“Indeed, Sony, Nintendo and Microsoft all operate similar walled gardens or closed platform models as Apple.”
In court documents shared on Friday, Judge Yvonne Gonzales Rogers intimated that the row about forced profit share that requires developers to give up 30 per cent of revenue generated on the App Store was no different from the “walled gardens” online stores of Sony, Microsoft, and Nintendo on their respective consoles.
It’s the latest development in the two megacorps’ public spat that ignited when Apple blocked Fortnite from the App Store after Epic Games circumvented Apple and Google’s system to retain 100 per cent of the funds generated by its in-app microstransactions. Microsoft also filed a statement in support of Epic and Unreal Engine.

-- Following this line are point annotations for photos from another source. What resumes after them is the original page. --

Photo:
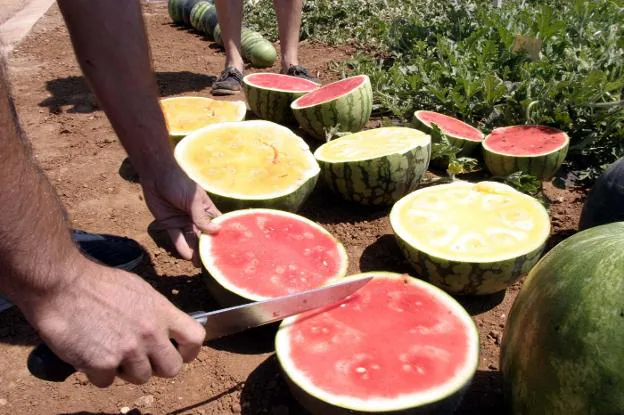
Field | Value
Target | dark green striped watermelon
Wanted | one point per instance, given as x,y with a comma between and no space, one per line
470,238
375,167
269,95
534,149
463,136
605,202
335,109
562,352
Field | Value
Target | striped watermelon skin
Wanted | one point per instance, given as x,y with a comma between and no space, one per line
380,181
465,278
348,113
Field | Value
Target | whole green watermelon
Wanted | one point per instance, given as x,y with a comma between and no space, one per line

“Indeed, Sony, Nintendo and Microsoft all operate similar walled gardens or closed platform models as Apple, whereby the hardware, operating system, digital marketplace, and IAPs are all exclusive to the platform owner,” the judge said, before adding: “a final decision should be better informed regarding the impact of the walled garden model given the potential for significant and serious ramifications for Sony, Nintendo and Microsoft and their video game platforms.”
“Epic Games’ avers that the iOS platform is unique from other gaming devices,” the Judge said (thanks, VGC). “Specifically, Epic Games argues that gaming consoles and computers require electrical outlets and separate screens and thus lack capacity for mobile play, which demands portable, battery operated, and cellularly connected devices with built-in screens.
“Yet, Epic Games repeatedly ignored discussion of gaming laptops, tablets, and the Nintendo Switch, all of which can be played in a mobile fashion. These devices could have significant overlap with the iOS platform in terms of the ultimate consumer.
“Again, however, at this stage, the record does not contain sufficient information to determine whether such other devices are economic substitutes or are merely complimentary to iOS devices.”
The court proceeded to deny Epic’s request to be reinstated to the App Store pending the result of the lawsuit, but did issue a restraining order to prevent Apple from removing Unreal Engine support.